A new network meta-analysis published in Nutrients has reordered the standard advice on caffeine dosing for endurance athletes, finding that low-dose caffeine capsules at approximately three milligrams per kilogram of body weight produced the largest mean improvement in time-trial completion time of any administration strategy tested. The headline finding: a 2.2 per cent reduction in time-trial duration against placebo, comfortably ahead of moderate-dose capsules at 1.8 per cent and moderate-dose caffeinated gum at 1.6 per cent.
The review pooled studies that compared caffeine doses and administration routes across cycling and running time-trials of varying length, with the authors using a network design to rank protocols against one another rather than only against placebo. Capsules consistently outperformed gum and chewable formats at matched doses, in line with established pharmacokinetics that have peak plasma caffeine concentration arriving 45 to 60 minutes after ingestion when caffeine is absorbed through the gut. The data also reinforced earlier work that found doses above six milligrams per kilogram returned diminishing performance gains while sharply lifting the risk of adverse effects such as palpitations, anxiety and gastrointestinal disturbance.
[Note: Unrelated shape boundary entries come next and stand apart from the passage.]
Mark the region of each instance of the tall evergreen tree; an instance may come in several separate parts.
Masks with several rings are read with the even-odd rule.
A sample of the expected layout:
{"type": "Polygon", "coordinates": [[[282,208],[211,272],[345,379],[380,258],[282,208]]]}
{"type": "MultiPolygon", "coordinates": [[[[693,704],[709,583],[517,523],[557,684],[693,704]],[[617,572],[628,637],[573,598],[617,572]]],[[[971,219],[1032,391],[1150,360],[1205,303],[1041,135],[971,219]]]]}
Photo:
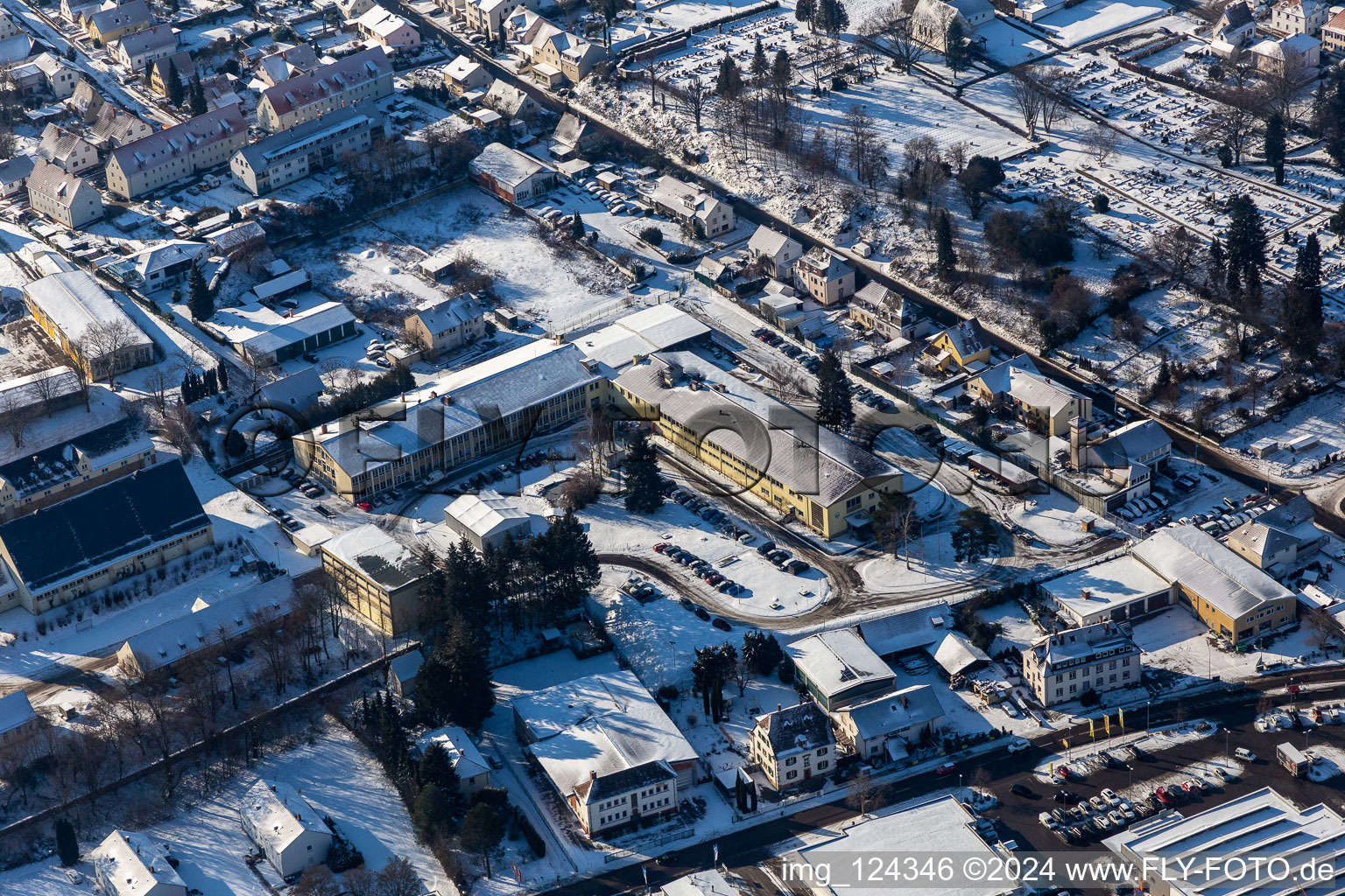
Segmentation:
{"type": "Polygon", "coordinates": [[[933,230],[936,250],[935,270],[939,279],[951,281],[958,275],[958,251],[952,247],[952,219],[948,210],[939,212],[939,220],[933,230]]]}
{"type": "Polygon", "coordinates": [[[625,509],[631,513],[654,513],[663,506],[663,478],[643,429],[635,431],[625,451],[625,509]]]}
{"type": "Polygon", "coordinates": [[[1275,183],[1284,183],[1284,120],[1274,114],[1266,120],[1266,164],[1275,169],[1275,183]]]}
{"type": "Polygon", "coordinates": [[[812,13],[816,11],[815,0],[798,0],[794,5],[794,17],[803,24],[812,26],[812,13]]]}
{"type": "Polygon", "coordinates": [[[1317,355],[1322,339],[1322,253],[1317,234],[1298,247],[1294,278],[1284,289],[1283,340],[1295,357],[1317,355]]]}
{"type": "Polygon", "coordinates": [[[775,59],[771,60],[771,86],[775,89],[776,95],[784,99],[790,93],[790,82],[794,81],[794,69],[790,64],[790,54],[784,50],[775,51],[775,59]]]}
{"type": "Polygon", "coordinates": [[[967,40],[967,32],[962,27],[962,19],[954,17],[948,24],[948,32],[944,35],[943,40],[943,62],[948,66],[948,71],[956,78],[959,71],[966,71],[971,67],[971,43],[967,40]]]}
{"type": "Polygon", "coordinates": [[[206,105],[206,87],[200,83],[200,75],[191,77],[191,114],[204,116],[208,111],[206,105]]]}
{"type": "Polygon", "coordinates": [[[841,368],[841,357],[830,348],[818,359],[818,423],[842,430],[854,423],[850,379],[841,368]]]}
{"type": "Polygon", "coordinates": [[[1260,210],[1245,193],[1228,200],[1224,249],[1228,255],[1231,286],[1237,282],[1233,274],[1244,273],[1248,266],[1256,267],[1258,271],[1266,270],[1266,227],[1262,224],[1260,210]]]}
{"type": "Polygon", "coordinates": [[[207,321],[215,313],[215,297],[210,294],[206,278],[195,265],[187,274],[187,310],[191,312],[192,320],[198,321],[207,321]]]}
{"type": "Polygon", "coordinates": [[[771,62],[765,58],[765,47],[761,46],[761,38],[757,36],[756,47],[752,50],[752,79],[760,87],[765,83],[769,73],[771,62]]]}
{"type": "Polygon", "coordinates": [[[182,83],[182,74],[178,71],[178,64],[169,59],[168,60],[168,103],[172,106],[180,106],[182,101],[186,98],[187,90],[182,83]]]}
{"type": "Polygon", "coordinates": [[[720,74],[714,81],[714,93],[729,98],[742,93],[742,73],[738,71],[738,63],[733,62],[733,56],[729,54],[724,54],[724,59],[720,60],[720,74]]]}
For a 70 kilogram marathon runner, the new analysis points to an effective dose of around 210 milligrams of caffeine taken roughly an hour before the gun, which is comfortably inside the range produced by two strong cups of coffee or a single pre-race gel and tablet combination. The mechanism is unchanged from earlier consensus statements: caffeine antagonises adenosine receptors in the central nervous system, lowers perceived exertion, sharpens motor unit recruitment in trained muscles and supports fat oxidation, all of which combine to extend time to exhaustion at a given physiological cost.
Marathon practitioners often layer a second dose into the race itself, with many of the elite fuelling protocols published over the last two years calling for caffeine-loaded carbohydrate gels in the second half of the race, typically one between 20 and 25 kilometres and a second around 35 kilometres. The new meta-analysis does not directly model split-dose race-day strategies, but its finding that low pre-race doses outperform large ones is consistent with race-day protocols that frontload a small priming dose and rely on in-race gels to maintain plasma concentration through the back half of the marathon.
The caveats remain familiar. Individual variability in caffeine response is large and is driven in part by the CYP1A2 gene that codes for the liver enzyme metabolising the drug, so fast metabolisers may need to chase the upper end of the recommended range while slow metabolisers will get more from a conservative dose. Sleep quality on the night before a goal race is also routinely worsened by caffeine taken late in the day, and athletes are still advised to dial in any new caffeine plan well in advance of race day. None of that contradicts the headline finding, but it is a reminder that the optimal dose is the one that works for the runner taking it, and that the new analysis is best read as a starting point rather than a prescription.